Mr Royal Warrant


My mama used to buy me clothes, which were presented with a shrugged shoulder and a muttered “you won’t like it”. On occasion, she was absolutely right: some quite dreadful garment would be unveiled. I’d smile with barely disguised horror. “It” would be worn once and then be consigned to the Really Awful Things Never To Be Worn Again section of the wardrobe.

But a triumph, oh what a triumph, occurred when my mother went to a rather smart, nearly-new (what I call second-hand, but that’s semantics) sale. The ladies of the county had trawled through their dressing rooms and produced unwanted, hardly-worn clothes, to be sold in aid of charity.

Some ladies had wardrobes which were replenished annually and nothing was worn twice, for fear that it would be noticed you were wearing something which been seen before (same outfit at Royal Ascot two years running: heaven forefend). It was a certain type of lady of the county who took this attitude: some of the extremely grand ladies were more frugal and, anyway, couldn’t actually give a toss about appearing in public in something that had been seen, repeatedly, for 25 years…or more.
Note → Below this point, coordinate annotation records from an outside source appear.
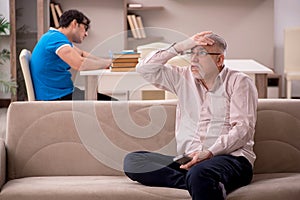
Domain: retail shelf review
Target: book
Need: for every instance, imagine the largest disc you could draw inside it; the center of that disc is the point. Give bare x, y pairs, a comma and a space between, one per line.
130, 55
141, 26
132, 27
124, 64
122, 69
58, 9
137, 30
54, 16
134, 5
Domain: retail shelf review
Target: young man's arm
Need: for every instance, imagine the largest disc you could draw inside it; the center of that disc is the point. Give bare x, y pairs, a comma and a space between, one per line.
81, 60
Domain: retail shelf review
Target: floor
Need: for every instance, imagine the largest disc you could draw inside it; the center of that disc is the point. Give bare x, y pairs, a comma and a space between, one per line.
3, 112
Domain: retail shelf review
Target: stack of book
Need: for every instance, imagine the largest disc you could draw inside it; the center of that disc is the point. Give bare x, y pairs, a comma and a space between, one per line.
124, 62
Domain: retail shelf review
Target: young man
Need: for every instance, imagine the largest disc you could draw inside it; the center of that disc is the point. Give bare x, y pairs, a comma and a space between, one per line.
215, 120
54, 55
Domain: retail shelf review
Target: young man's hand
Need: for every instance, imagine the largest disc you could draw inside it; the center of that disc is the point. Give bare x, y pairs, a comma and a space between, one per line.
198, 157
197, 39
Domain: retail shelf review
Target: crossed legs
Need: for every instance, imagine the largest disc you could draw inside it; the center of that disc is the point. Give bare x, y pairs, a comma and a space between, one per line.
210, 179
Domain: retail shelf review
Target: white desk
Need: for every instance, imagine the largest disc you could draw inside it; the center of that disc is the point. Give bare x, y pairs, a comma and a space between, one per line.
123, 82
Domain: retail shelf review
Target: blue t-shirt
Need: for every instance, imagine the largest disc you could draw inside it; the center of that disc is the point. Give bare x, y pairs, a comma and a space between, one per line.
50, 74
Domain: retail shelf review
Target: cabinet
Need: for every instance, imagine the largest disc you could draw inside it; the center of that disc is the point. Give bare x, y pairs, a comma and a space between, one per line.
99, 11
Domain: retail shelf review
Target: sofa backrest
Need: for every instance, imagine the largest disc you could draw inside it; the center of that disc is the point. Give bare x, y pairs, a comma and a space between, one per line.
84, 137
92, 138
277, 136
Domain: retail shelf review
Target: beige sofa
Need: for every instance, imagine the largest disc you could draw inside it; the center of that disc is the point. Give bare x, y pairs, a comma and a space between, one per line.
74, 150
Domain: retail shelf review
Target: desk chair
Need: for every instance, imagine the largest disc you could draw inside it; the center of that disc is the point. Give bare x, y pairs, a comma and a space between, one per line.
24, 58
291, 57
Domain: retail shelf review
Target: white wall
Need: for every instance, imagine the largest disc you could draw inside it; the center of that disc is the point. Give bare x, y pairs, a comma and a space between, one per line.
4, 43
246, 25
286, 14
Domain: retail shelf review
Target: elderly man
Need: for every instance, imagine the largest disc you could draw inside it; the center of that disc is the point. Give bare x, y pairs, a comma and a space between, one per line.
215, 121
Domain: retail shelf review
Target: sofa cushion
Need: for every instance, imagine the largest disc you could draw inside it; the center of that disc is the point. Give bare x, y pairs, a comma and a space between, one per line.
277, 136
84, 138
276, 186
87, 188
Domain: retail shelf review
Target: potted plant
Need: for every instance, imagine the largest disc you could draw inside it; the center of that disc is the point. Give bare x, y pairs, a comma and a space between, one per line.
5, 85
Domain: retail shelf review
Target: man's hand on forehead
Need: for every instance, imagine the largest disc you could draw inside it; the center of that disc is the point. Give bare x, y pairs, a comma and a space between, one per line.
196, 40
202, 39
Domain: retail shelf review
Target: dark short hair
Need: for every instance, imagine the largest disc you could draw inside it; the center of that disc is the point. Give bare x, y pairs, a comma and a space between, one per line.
68, 16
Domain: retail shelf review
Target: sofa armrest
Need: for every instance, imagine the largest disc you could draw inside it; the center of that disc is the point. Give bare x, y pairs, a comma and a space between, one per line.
2, 163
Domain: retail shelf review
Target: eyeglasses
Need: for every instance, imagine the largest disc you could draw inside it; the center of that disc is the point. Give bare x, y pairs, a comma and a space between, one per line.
86, 26
201, 53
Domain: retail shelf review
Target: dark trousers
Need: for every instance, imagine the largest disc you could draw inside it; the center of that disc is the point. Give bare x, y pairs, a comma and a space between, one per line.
209, 179
79, 95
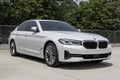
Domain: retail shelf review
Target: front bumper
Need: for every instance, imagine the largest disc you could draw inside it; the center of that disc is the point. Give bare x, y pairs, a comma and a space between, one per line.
72, 53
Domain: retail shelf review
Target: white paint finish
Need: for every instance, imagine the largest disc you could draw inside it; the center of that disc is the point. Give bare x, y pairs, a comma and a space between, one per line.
32, 43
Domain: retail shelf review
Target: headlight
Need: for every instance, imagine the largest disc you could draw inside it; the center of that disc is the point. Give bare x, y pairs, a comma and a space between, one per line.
70, 42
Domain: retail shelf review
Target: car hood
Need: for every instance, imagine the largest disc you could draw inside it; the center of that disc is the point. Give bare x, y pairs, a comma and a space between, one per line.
74, 35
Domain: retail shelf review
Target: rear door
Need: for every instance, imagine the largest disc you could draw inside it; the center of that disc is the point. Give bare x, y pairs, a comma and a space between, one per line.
21, 37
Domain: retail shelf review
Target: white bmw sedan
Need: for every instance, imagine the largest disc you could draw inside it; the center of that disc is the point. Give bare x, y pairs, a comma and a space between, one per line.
57, 41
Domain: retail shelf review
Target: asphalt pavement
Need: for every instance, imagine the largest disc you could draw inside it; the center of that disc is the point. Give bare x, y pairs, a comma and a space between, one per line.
30, 68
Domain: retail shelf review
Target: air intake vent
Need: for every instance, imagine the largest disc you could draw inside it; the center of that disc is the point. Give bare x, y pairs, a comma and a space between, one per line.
103, 44
90, 44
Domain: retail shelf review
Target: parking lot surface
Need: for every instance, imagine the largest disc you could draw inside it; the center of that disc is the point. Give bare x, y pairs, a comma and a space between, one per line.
30, 68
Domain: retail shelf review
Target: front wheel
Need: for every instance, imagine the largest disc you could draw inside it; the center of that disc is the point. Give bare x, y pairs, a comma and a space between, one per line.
51, 55
13, 49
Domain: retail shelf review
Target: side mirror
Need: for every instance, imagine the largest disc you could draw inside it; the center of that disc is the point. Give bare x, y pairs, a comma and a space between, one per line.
79, 30
34, 29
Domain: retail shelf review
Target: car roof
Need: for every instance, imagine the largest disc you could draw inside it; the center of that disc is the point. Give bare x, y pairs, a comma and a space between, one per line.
43, 20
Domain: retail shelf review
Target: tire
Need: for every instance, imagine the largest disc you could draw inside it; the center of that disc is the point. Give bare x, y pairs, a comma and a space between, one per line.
97, 61
13, 49
51, 55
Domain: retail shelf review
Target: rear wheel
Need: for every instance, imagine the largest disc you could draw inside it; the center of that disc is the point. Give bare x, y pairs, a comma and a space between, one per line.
51, 55
13, 49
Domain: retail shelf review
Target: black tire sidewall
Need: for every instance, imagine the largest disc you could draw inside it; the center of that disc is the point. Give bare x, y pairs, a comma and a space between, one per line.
56, 63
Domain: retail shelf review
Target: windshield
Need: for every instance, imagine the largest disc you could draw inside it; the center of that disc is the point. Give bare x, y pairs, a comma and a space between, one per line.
57, 26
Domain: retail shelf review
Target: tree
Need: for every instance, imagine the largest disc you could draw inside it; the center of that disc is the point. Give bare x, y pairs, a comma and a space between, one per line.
95, 14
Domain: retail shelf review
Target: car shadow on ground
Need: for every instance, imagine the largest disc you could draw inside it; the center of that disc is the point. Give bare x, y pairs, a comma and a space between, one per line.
72, 66
85, 65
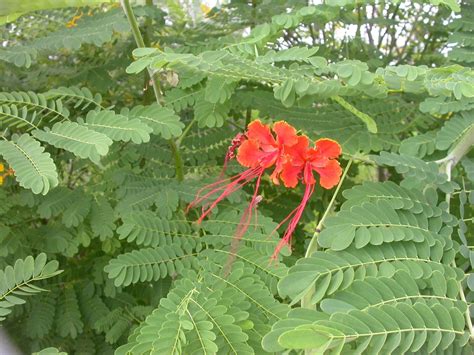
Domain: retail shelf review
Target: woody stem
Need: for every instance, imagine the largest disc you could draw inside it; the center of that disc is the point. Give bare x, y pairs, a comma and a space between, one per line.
127, 8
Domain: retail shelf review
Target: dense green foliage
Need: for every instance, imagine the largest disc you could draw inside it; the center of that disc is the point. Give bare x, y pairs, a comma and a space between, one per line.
113, 116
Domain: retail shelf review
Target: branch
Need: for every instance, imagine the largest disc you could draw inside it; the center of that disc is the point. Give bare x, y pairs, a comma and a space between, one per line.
127, 8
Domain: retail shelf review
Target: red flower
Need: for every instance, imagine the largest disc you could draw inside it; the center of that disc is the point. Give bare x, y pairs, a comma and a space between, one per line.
294, 160
301, 163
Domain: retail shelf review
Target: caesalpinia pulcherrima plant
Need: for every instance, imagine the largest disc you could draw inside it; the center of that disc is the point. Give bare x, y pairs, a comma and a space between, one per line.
289, 154
113, 114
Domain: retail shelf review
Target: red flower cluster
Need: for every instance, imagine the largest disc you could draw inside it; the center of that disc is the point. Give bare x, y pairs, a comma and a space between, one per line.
292, 159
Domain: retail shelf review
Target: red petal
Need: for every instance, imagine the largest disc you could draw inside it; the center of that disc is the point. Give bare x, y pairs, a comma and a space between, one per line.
286, 134
289, 174
260, 132
328, 148
249, 154
329, 174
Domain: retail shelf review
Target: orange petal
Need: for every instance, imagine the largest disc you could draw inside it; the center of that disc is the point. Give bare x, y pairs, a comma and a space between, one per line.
260, 132
298, 151
286, 134
290, 173
249, 154
330, 174
328, 148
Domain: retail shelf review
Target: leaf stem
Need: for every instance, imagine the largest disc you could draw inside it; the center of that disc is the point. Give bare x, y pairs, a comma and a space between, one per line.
369, 121
127, 8
313, 244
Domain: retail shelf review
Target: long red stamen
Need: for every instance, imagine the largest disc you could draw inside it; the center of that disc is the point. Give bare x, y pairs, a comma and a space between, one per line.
243, 225
286, 240
226, 187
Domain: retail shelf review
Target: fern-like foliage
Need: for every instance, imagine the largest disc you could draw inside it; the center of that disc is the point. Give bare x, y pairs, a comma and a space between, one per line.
162, 120
118, 127
20, 280
77, 139
377, 291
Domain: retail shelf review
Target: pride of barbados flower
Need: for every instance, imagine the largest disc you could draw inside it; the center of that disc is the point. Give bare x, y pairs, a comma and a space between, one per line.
292, 159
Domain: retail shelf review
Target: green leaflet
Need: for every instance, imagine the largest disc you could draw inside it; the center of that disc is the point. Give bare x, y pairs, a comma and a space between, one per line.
34, 169
83, 142
19, 280
162, 120
118, 127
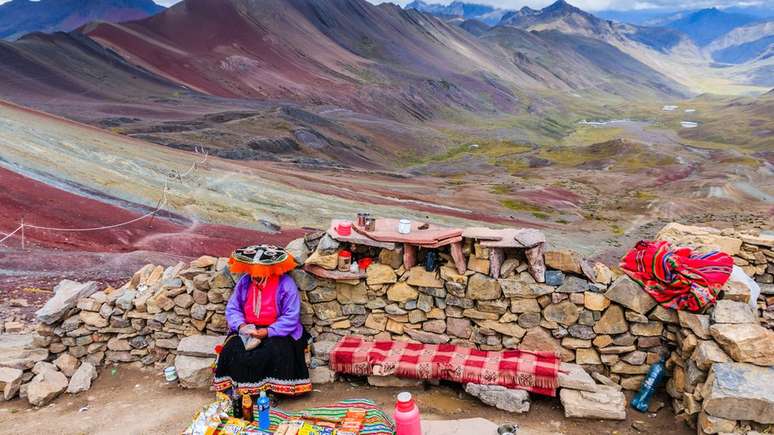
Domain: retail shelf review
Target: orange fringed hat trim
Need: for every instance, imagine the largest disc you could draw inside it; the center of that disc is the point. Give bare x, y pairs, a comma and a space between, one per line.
261, 270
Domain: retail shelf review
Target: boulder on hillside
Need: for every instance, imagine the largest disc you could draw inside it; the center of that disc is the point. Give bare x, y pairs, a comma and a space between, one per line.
738, 391
202, 346
10, 381
687, 235
516, 401
605, 403
66, 295
81, 380
194, 372
45, 387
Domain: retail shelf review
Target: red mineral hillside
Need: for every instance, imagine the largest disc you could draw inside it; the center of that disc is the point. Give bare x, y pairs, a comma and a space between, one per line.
105, 254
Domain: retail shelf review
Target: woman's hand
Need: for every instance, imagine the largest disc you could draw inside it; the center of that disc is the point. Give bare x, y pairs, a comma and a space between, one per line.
260, 333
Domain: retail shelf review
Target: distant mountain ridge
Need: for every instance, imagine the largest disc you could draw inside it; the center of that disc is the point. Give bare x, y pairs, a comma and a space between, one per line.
486, 14
705, 25
19, 17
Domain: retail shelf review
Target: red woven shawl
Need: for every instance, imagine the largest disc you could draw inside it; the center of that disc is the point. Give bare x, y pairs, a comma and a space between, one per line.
536, 372
678, 278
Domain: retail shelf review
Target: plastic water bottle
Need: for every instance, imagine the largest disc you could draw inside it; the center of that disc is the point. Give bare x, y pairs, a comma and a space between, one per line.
406, 416
641, 400
263, 411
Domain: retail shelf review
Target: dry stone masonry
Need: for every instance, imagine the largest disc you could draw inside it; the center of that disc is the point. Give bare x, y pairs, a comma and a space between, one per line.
606, 329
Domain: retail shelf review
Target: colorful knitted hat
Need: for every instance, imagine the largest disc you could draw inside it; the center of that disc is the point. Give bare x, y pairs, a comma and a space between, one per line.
261, 261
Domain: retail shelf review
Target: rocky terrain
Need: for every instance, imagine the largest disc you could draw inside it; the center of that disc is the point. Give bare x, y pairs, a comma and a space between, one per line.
605, 328
18, 17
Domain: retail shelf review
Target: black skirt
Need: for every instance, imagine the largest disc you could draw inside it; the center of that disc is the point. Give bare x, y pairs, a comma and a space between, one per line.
278, 364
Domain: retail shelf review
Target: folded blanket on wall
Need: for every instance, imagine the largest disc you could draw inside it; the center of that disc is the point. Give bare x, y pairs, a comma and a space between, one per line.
376, 422
680, 278
536, 372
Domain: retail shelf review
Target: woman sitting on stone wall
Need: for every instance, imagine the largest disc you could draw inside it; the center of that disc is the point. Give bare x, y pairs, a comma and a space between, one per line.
266, 343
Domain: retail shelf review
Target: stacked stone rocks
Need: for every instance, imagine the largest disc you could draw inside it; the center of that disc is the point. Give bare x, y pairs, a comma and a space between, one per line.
144, 322
600, 324
753, 253
609, 327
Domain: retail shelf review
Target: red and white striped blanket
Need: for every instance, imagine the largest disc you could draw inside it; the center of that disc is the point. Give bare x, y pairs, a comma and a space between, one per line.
536, 372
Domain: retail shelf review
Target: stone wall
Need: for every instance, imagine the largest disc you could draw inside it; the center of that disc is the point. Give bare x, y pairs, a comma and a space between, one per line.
592, 317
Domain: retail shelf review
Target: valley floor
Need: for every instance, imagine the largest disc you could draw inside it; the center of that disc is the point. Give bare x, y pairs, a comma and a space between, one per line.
134, 401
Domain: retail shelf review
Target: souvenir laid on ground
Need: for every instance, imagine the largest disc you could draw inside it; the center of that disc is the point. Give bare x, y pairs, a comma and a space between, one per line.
348, 417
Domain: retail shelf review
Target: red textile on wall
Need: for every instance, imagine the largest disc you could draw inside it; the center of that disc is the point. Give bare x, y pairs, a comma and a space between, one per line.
536, 372
678, 278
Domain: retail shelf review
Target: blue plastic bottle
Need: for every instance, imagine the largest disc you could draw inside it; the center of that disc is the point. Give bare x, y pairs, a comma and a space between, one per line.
641, 400
263, 411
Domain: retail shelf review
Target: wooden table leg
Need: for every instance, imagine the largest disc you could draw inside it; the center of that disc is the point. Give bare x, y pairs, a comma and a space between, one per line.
536, 263
459, 257
409, 256
496, 258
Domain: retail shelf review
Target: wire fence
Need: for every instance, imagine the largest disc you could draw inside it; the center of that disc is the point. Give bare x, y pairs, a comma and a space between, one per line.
163, 201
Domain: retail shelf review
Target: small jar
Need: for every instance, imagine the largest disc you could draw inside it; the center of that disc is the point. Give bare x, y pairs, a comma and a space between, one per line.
404, 226
345, 261
370, 223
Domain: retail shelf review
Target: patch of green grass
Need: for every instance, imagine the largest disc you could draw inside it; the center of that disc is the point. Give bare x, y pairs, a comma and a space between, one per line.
518, 205
645, 196
587, 135
617, 230
500, 189
541, 215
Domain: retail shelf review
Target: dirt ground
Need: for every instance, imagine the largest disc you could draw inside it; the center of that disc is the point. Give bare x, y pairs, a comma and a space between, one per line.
138, 401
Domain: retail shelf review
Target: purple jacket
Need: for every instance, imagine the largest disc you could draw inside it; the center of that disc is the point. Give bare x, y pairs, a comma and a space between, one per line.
288, 308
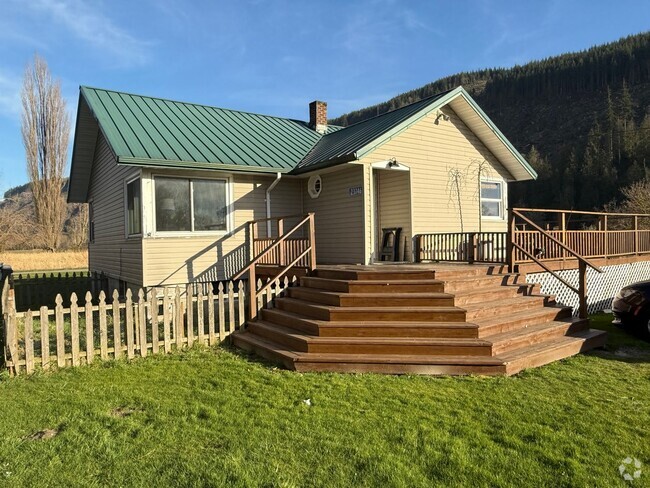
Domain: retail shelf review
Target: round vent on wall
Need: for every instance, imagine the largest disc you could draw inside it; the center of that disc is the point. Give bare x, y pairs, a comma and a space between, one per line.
315, 186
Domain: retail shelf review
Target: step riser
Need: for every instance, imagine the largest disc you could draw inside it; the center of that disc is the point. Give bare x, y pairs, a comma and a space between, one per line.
399, 369
572, 349
495, 310
488, 296
361, 275
387, 301
306, 327
452, 286
541, 336
508, 325
360, 287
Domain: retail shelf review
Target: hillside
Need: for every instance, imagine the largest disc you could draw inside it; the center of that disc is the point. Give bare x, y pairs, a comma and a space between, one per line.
551, 107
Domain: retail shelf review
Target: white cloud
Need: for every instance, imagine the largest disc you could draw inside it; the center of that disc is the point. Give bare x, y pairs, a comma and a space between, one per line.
85, 21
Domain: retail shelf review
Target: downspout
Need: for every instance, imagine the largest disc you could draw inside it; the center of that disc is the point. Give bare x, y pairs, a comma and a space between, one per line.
278, 176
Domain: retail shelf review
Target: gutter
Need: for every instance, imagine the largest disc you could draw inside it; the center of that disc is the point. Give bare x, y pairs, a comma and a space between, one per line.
278, 177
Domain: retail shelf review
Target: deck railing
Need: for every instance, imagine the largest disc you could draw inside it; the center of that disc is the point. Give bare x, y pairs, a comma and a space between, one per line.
287, 250
467, 247
590, 234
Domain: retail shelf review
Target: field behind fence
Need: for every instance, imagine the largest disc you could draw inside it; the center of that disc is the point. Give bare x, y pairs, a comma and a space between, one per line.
111, 327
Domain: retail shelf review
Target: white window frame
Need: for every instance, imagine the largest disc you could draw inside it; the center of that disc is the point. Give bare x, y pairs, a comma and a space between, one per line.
193, 233
127, 182
501, 201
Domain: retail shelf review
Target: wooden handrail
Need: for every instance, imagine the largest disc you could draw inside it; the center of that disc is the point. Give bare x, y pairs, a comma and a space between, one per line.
582, 212
256, 221
556, 241
249, 269
583, 312
272, 246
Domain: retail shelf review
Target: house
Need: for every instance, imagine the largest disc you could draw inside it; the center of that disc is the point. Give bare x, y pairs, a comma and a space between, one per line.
172, 185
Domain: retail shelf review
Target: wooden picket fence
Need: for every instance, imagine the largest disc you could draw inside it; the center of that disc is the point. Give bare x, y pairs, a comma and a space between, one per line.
155, 322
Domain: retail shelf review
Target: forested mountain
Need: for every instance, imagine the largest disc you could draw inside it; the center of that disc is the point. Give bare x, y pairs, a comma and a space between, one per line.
583, 120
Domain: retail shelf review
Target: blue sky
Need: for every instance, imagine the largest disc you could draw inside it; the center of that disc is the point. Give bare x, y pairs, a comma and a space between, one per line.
275, 56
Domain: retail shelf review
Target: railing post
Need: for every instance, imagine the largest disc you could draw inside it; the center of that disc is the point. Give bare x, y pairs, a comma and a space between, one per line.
563, 228
582, 289
312, 242
252, 293
510, 248
605, 233
636, 234
471, 248
283, 246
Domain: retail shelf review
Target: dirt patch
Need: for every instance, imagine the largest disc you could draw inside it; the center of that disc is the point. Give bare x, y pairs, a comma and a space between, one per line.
43, 435
631, 353
122, 412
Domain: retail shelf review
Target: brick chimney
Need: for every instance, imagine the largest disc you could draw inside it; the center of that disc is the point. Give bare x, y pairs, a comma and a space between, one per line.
318, 116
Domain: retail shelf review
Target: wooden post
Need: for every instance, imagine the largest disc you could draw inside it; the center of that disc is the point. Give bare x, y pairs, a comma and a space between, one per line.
88, 317
582, 289
312, 241
605, 233
510, 248
45, 338
252, 293
283, 246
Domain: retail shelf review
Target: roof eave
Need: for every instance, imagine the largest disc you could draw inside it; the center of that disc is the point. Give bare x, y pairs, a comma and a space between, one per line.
346, 158
164, 163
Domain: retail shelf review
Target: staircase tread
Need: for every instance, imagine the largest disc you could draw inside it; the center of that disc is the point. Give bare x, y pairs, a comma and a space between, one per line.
508, 301
531, 329
381, 282
372, 309
373, 340
527, 351
432, 294
495, 320
371, 323
397, 359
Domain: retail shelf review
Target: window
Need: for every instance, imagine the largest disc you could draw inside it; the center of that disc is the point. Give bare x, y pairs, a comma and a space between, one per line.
133, 208
189, 205
492, 199
314, 186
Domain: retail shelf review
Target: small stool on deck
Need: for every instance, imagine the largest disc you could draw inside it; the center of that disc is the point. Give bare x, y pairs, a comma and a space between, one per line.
390, 244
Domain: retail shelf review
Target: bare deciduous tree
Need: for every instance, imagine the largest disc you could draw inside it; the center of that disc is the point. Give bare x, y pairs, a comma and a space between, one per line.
78, 226
46, 131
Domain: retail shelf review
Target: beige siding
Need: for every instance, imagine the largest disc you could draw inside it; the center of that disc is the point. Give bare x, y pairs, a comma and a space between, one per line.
111, 252
339, 216
393, 206
431, 151
174, 260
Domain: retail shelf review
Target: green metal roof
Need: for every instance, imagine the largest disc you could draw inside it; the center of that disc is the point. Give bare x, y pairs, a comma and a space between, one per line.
151, 131
147, 130
342, 146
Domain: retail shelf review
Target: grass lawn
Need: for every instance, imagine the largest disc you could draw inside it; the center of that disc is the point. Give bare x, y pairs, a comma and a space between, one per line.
214, 418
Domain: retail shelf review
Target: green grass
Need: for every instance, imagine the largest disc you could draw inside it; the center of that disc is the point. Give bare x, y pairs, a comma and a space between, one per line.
215, 418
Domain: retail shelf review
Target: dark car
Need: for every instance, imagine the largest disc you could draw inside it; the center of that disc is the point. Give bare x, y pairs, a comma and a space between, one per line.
631, 308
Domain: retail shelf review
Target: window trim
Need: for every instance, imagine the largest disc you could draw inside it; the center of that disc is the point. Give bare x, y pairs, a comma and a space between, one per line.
127, 182
193, 233
501, 201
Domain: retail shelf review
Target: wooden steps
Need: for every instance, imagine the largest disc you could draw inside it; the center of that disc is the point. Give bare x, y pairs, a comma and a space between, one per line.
411, 320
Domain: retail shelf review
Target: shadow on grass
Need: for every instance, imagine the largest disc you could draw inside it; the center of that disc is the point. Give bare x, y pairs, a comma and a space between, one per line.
621, 345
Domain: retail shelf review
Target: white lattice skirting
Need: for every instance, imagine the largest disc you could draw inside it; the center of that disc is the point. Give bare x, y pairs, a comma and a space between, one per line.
601, 287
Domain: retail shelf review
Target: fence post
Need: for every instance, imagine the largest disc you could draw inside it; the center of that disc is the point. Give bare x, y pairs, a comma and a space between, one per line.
582, 290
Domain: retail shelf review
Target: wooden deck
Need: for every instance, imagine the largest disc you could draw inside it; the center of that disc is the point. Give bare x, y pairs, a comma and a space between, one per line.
416, 318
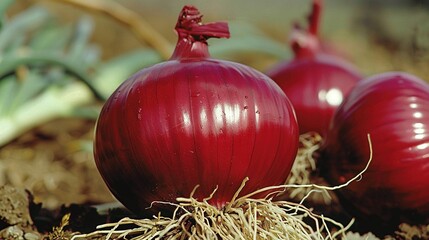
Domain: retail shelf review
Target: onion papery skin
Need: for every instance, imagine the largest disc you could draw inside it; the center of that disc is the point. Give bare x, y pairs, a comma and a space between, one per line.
315, 80
194, 120
316, 86
393, 108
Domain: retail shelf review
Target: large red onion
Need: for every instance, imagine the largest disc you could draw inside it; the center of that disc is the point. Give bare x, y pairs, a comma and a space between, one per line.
394, 109
315, 81
194, 120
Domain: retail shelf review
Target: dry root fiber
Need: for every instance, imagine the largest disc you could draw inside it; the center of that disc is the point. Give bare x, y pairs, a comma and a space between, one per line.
305, 164
242, 218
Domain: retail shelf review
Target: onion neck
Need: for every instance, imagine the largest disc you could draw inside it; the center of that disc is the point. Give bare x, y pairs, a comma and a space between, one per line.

My mama had a very jolly time at the sale, rifling through the rails and guessing who had given what. And then she found it. A suit. Perfect for her daughter. With a label that made her think she had to buy it because it was just too funny.

You see, for a long time we’d had a friend, a very good friend, who was a couturier or a dress designer or…whatever. With a Royal Warrant. He was the most lovely man, and we saw him a lot. I adored him, and he was simply sweet to the teenage and more grown up me: sometimes, when I worked in London and came home for the weekend, we’d meet at the train station on a Sunday evening for the return trip to London, and he’d INSIST on paying for me to go first class so that we could what he called “natter” on the journey. He said he longed to design my wedding dress, and howled with laughter when I said the budget wouldn’t include a Royal Warrant and I’d probably wear a frilly nightie from Laura Ashley. “Darling, I am not watching you trip up the aisle in crumpled white cotton with…” cue dramatic pause “…frills.”

Anyway, back to the suit that was found on a rail at a sale of pre-owned garments. It was the most beauteous suit: a crimson silk jacket (but not ORDINARY silk: textured, like grosgrain) and a black velvet skirt. With that name on the label.

I spun with delight when I saw it. It was beautiful. The cut of the jacket screamed haute couture. The simplicity was its triumph.

Then I tried it on. Top and bottom were too big. I looked like a pink and black marquée.

Mum knew that someone in the village altered things and suggested Mrs. Nifty Needle took it in. Which made us both a bit nervous.

We decided I must tell Mr. Royal Warrant about the suit and say I had a Royal Warrant garment in my possession, even if it didn’t fit. And to tell him how I had come to own it. I phoned him.

Peals of laughter. “I know exactly who that was made for: GHASTLY WOMAN.”.

When the laughter subsided, he told me I’d better come over for him to see me in it. “Don’t bring your parents, just you. We’ll have such fun.”

We did. It involved copious champagne and smoked salmon. Eventually I was dispatched to try on the suit, with his housekeeper as my dresser. Enveloped in the couture marquée, I walked into the drawing room for an inspection.

“Ah. Well, Mrs. ***** always thinks she’s petite. And of course I’ve never told her she’s not (diplomacy, darling, diplomacy). So you’ll have to come to the shop. This needs some work. More champagne?”

So it was that a few weeks later, when I went to London for a work-related lunch, that I presented myself at the “shop” in Belgravia. Rather nervously, I walked in. The usual hugs of hello and then a swift inspection of what I was wearing: “very elegant”.

I purred.

What a morning. I put on the suit and an ancient seamstress appeared from the workshop in the bowels of the building. She tutted. The cutter appeared. And tutted. Between them they pinned and used tailor’s chalk. Essentially the whole thing needed to be pulled apart, re-cut and made all over again. Helplessly, I said I couldn’t possibly afford the alterations.

“This, darling, is in lieu of the wedding dress I’ve yet to design. Such a shame you have to go on somewhere else, otherwise I’d take you to lunch and afterwards you could choose something from the new collection to have once we’ve done the show of my latest designs…I’m so used to seeing you in jeans and wellingtons that I’d forgotten you wear clothes rather well.”

I left in a daze and a haze of hugs.. We arranged to meet at his house in the country when I would “model” the suit after it was rebuilt. My parents were to be there, too. “Dinner, darling, to celebrate the suit’s new owner.”

Three weeks later he died.

I called in at his house in the country with some flowers for his housekeeper as soon as I heard: I knew she would be bereft. We sat in the kitchen, and did a lot of that do-you-remember stuff. I rose to leave and the housekeeper said I must wait a moment, she had almost forgotten something.

She left the kitchen and returned with the suit. Alterations/rebuild all done and a note from Mr. Royal Warrant still pinned to the suit. It said “this is important”.